Federal Regulations: Are American Businesses Unduly Burdened?
Whether it’s in a Republican jobs agenda, a presidential executive order or a think tank report, some government regulations have been targeted as unnecessary burdens. And at a time when job creation is the number one goal of most lawmakers, decreasing businesses’ regulatory burden is one way politicians, particularly Republicans, are looking to inspire private businesses to create more jobs.
But despite cries that American businesses are over-regulated and over-burdened, the United States still ranks as one of the best countries to start a business. Worldwide, only Singapore, Hong Kong, New Zealand, and the United Kingdom have a more business friendly environment, according to the 2010 International Finance Corporation and World Bank “Doing Business” report.
“When you see how the U.S. performs, it still is in the top five economies, so it is kind of difficult to do better than the U.S.,” said Jean Michel Lobet, a private sector development specialist at the World Bank who works on the Doing Business report. An updated version of the report will be released in mid-October.
Lobet said regulations in this country are “adequate,” “relatively streamlined” and provide the “right balance.” Compared to other countries, the rules around starting a business are simple enough that it takes on average just six days to create a business in America. In Canada and China, the United States’ two largest trading partners in July, it takes five and 38 days respectively.
Despite overall good rankings worldwide, regulations still pack a costly punch for American businesses, although the exact price tag for federal regulations is highly disputed.
One area where the United States has “a lot of room to improve” is in construction permits, Lobet said. The report found that 19 procedures are necessary to build a warehouse and they take 40 days to complete, pushing the United States down to number 27 in the world rankings.
“Permitting delays inadvertently disadvantage U.S. companies, discourage domestic investment and slow the pace of U.S. job creation,” according to a Business Round Table statement.
According to a Small Business Administration report, all federal regulations combined cost American businesses about $1.75 trillion in 2008, or $8,000 per employee. More than $5,000 of those costs per employee stem from economic regulations, while more than $1,500 come from environmental rules, the report notes. These findings have been disputed because some economists claim they are based on incomplete and out-of-date data.
“Regulations are costly. That’s always true. And that makes it more difficult to hire people and to conduct your business,” said Paul Schultz, the director of the Center for the Study of Financial Regulation at Notre Dame University’s Mendoza School of Business.
During Obama’s first two years in office, 555 new “significant” regulations, or ones that have a cost or benefit of at least $100 million in a year, have been enacted, according to the Office of Management and Budget.
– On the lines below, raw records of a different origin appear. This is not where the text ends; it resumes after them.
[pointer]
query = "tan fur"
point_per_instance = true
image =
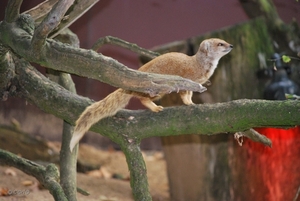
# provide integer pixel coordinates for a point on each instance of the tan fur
(198, 68)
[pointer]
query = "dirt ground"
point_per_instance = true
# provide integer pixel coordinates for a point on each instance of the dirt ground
(17, 186)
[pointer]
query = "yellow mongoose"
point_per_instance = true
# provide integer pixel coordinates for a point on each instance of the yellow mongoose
(198, 68)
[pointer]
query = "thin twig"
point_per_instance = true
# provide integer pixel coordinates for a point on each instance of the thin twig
(297, 194)
(257, 137)
(50, 22)
(122, 43)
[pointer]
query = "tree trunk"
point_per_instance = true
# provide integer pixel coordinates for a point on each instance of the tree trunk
(198, 166)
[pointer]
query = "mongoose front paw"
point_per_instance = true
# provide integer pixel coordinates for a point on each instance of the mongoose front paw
(157, 108)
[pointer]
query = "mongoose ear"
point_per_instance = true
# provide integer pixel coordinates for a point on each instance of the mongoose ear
(205, 46)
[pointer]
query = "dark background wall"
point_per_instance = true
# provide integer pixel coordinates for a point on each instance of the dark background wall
(147, 23)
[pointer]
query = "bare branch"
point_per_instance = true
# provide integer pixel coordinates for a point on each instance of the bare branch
(205, 119)
(12, 10)
(119, 42)
(48, 176)
(79, 7)
(90, 64)
(50, 23)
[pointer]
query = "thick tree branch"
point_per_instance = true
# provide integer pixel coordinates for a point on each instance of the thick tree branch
(89, 64)
(205, 119)
(12, 10)
(47, 176)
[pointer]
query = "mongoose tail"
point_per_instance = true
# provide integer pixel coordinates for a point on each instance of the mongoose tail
(107, 107)
(198, 68)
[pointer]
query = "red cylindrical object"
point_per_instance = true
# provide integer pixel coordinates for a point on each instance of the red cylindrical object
(275, 172)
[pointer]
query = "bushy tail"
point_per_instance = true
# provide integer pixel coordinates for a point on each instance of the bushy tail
(107, 107)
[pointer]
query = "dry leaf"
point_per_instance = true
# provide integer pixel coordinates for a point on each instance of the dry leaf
(27, 183)
(11, 172)
(95, 173)
(106, 174)
(4, 191)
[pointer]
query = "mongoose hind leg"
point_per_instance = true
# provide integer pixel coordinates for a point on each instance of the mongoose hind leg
(186, 97)
(151, 105)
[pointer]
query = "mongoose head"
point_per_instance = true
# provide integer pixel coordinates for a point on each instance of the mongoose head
(215, 48)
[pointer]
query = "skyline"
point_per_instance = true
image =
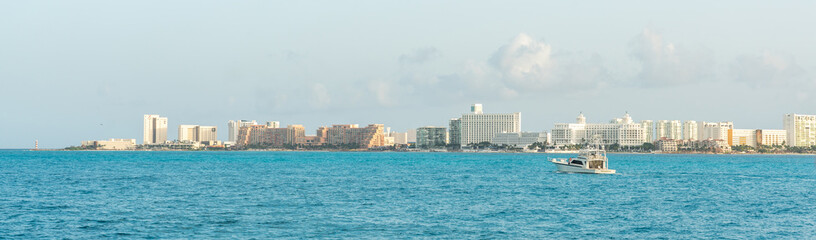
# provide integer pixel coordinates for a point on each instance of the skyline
(79, 78)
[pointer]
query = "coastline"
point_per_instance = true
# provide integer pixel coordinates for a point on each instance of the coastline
(392, 151)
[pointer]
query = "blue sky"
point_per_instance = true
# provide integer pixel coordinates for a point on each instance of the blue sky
(81, 70)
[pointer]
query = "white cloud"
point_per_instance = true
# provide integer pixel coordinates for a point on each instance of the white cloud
(768, 69)
(664, 63)
(524, 62)
(319, 97)
(382, 92)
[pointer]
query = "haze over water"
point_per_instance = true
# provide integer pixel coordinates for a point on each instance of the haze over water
(401, 195)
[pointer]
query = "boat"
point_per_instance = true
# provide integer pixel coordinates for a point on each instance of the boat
(591, 159)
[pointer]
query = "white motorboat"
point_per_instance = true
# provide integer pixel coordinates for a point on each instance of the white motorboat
(591, 159)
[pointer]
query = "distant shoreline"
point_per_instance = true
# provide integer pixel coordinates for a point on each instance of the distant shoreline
(391, 151)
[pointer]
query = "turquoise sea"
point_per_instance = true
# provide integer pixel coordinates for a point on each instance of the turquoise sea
(92, 195)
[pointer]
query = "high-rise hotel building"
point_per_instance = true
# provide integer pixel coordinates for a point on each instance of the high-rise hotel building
(801, 130)
(476, 126)
(155, 129)
(690, 131)
(234, 126)
(669, 129)
(648, 130)
(714, 130)
(430, 137)
(196, 133)
(622, 131)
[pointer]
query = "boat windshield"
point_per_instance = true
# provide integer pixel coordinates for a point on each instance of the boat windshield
(596, 164)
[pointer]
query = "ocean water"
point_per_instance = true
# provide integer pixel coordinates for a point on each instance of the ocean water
(91, 195)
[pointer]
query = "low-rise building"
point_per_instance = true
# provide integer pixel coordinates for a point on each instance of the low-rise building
(621, 131)
(666, 144)
(263, 135)
(352, 135)
(519, 139)
(112, 144)
(800, 129)
(714, 145)
(771, 137)
(197, 133)
(432, 137)
(742, 137)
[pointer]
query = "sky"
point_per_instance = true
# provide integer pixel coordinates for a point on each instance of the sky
(89, 70)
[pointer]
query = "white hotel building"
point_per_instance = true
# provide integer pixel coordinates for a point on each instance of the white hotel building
(714, 130)
(622, 131)
(801, 130)
(235, 126)
(669, 129)
(155, 129)
(477, 126)
(196, 133)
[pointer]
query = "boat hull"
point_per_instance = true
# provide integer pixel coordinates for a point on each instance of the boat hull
(577, 169)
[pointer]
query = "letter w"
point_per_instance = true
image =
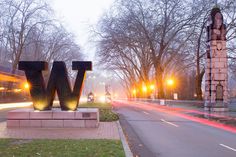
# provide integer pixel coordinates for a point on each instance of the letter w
(58, 81)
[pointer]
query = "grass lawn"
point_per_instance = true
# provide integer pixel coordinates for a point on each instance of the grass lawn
(60, 148)
(105, 109)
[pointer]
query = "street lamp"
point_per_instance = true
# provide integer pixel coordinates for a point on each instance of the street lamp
(170, 83)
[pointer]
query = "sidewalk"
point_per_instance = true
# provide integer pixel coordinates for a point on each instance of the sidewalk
(106, 130)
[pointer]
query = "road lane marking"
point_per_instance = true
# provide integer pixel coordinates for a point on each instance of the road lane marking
(169, 123)
(228, 147)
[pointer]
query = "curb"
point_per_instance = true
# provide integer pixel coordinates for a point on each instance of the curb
(127, 150)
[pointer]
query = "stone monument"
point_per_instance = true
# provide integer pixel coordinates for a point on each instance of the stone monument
(42, 115)
(216, 74)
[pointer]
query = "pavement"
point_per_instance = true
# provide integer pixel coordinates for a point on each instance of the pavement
(106, 130)
(153, 131)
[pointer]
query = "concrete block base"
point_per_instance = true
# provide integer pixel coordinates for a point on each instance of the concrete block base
(217, 109)
(82, 118)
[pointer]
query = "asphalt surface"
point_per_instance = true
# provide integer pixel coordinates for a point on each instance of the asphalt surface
(152, 133)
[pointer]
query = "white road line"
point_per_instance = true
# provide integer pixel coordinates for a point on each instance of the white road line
(169, 123)
(228, 147)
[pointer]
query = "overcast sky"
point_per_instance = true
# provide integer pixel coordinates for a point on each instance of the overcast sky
(78, 15)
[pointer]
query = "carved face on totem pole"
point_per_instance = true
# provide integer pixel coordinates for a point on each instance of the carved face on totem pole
(216, 28)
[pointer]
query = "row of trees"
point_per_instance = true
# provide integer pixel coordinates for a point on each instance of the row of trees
(29, 31)
(146, 40)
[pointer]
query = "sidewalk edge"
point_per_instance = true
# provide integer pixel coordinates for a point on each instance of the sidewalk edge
(127, 150)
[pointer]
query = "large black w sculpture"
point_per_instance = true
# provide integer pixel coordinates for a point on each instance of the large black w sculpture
(58, 81)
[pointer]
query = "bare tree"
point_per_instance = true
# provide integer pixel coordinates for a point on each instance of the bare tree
(157, 31)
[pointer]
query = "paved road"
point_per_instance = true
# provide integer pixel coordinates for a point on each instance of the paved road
(152, 133)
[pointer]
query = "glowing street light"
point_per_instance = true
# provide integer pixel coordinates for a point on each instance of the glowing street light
(152, 87)
(145, 89)
(170, 82)
(26, 85)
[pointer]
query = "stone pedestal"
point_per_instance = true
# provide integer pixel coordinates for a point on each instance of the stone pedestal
(82, 118)
(216, 68)
(216, 77)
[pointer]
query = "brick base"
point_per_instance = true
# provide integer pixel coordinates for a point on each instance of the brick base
(82, 118)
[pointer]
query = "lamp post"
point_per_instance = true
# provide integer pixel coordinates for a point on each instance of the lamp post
(170, 83)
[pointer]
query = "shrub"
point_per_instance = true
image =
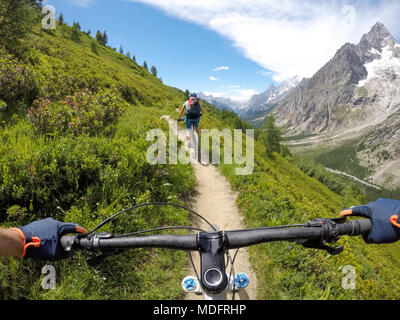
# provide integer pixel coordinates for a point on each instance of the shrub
(17, 84)
(82, 113)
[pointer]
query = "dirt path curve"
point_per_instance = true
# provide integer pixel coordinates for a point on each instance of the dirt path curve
(216, 202)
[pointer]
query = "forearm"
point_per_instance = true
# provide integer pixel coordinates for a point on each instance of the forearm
(11, 243)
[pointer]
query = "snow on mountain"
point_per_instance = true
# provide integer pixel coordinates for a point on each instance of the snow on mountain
(386, 61)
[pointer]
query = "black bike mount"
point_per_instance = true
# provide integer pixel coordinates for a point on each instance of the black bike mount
(212, 248)
(93, 246)
(329, 235)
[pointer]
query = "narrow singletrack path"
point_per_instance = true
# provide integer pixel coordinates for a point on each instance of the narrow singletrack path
(216, 202)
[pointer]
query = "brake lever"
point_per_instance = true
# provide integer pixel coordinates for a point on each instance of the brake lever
(329, 235)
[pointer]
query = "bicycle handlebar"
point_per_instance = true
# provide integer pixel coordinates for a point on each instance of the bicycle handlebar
(234, 239)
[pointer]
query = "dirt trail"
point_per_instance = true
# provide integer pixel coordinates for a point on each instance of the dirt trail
(216, 202)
Over the eight years that former president George W. Bush was in office about 2,380 regulations were enacted, an average of 595 every two years.
“But what are the potential benefits?” Schultz continued. ”If you issue regulations limiting the use of, say, certain kinds of coal, the air pollution is something [companies] don’t pay for. The trick is to balance off those things like pollution with the costs of running a company.”
House Majority Leader Eric Cantor’s jobs agenda targets 10 of what he calls the “most harmful job-destroying regulations.” Cantor’s plan would repeal seven Clean Air Act rules, two labor law provisions and one Affordable Care Act rule.
“The current regulatory burden coming out of Washington far exceeds the federal government’s constitutional mandate, and it’s hurting job creation in our country at a time when we can’t afford it,” Cantor’s fellow House Republican, Speaker John Boehner, said in a speech to the Economic Club of Washington last week.
A more stringent ozone regulation topped Cantor’s list of “costly bureaucratic handcuffs.” The rule would have cost an estimated $1 trillion over a decade to implement, but the EPA estimates it would have saved the same amount in public health benefits such as fewer asthma attacks and premature deaths.
Obama announced earlier this month that he would instruct the EPA not to implement the new rule because a revised ozone rule was set to come out in 2013. Another of Cantor’s targeted rules, the Cross-State Air Pollution rule, would cost power plants an estimated $2.4 billion annually, according to EPA estimates. But it would also prevent at least 13,000 premature deaths and save up to $280 billion annually in public health costs, the EPA estimates.
“There’s no bright line in the sand that tells you this is too much this is too little,” said James Gattuso, a senior fellow for regulatory policy at the conservative Heritage Foundation. “That’s one thing that makes regulatory policies so tough.”
And fighting “burdensome” regulations is not just a Republican thing. Obama signed an executive order in January that would curb “unreasonable burdens” on businesses and eliminate regulations that are “just plain dumb,” he said at the time.
In August, the administration rolled out “hundreds of initiatives that will reduce costs, simplify the system and eliminate redundancy and inconsistency,” Cass Sunstein, administrator of the Office of Information and Regulatory Affairs, wrote in a White House blog post. The White House estimated these changes would save $10 billion over five years.